After that shocking day, one might have thought Trump would rein in his ridiculous rhetoric. He has not. “Democrats want to turn America into communist Cuba or socialist Venezuela,” he charged just three months ago.
“It’s a communist regime. It’s been a communist takeover of our country,” US Representative Marjorie Taylor Greene, a Republican of Georgia, opined about six months into the Biden administration.
But she’s a conspiratorialist wackadoodle, one may say. True, but she’s also a rising House power under Speaker Kevin McCarthy.
Meanwhile, consider conservative commentator Mark Levin, who is what passes as a deep thinker in today’s American conservatism. It’s a regular theme of his that Biden and the Democrats have unleashed the forces of Marxism in America.
It’s reminiscent of the days when John Birch Society founder Robert Welch — a former candidate for lieutenant governor here in Massachusetts — accused Dwight Eisenhower of being a communist.
We hear the same kind of nonsense when it comes to global warming. Conservative climate deniers routinely cast efforts to curb climate change as far-left schemes to assume control over the everyday lives of average Americans.

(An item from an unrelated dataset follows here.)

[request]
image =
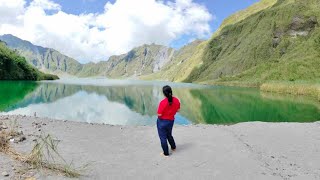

Meanwhile, almost any firearms-related attempt to reduce gun violence is immediately portrayed as the first step by “gun grabbers” determined to seize all the firearms in America, often as the first step for extinguishing American liberties.
Now, one presumes that professional polemicists who traffic in that sort of claptrap do so knowing full well that it’s balderdash. But some who hear it clearly don’t.
So how should citizens of the rational world combat today’s Chicken Little-ism?
Several ways leap to mind.
First, by stressing that wild-eyed conservatives have been warning that America is slipping into communism since the days of the New Deal — and that, of course, has never happened. And by observing that the American public now venerates several of the programs right-wingers once warned were the collectivist camel’s nose pushing craftily into the American tent.
Second, by noting that in the post-World War II period, the economy has done significantly better under Democrats than it has under Republicans. Uncomfortable as that is for the Democrats-are-Marxists crowd, the facts are incontrovertible on that point — so much so that even Trump himself once acknowledged that was the case. “I’ve been around a long time. And it just seems the economy does better under the Democrats than under Republicans,” he said back in 2004.
Third, by reminding people that even during periods of strong Democratic control, the federal government did not embark on sweeping gun-confiscation campaigns.
Fourth, by pointing out that America is the one country in the Western world where the conservative party regularly dismisses the scientific consensus on climate change.
Those counterarguments are hardly cure-alls, of course. Still, offering them is an effort worth making. As we’ve seen again and again in American politics, it’s best not to let invidious arguments go unanswered — no matter how silly they are.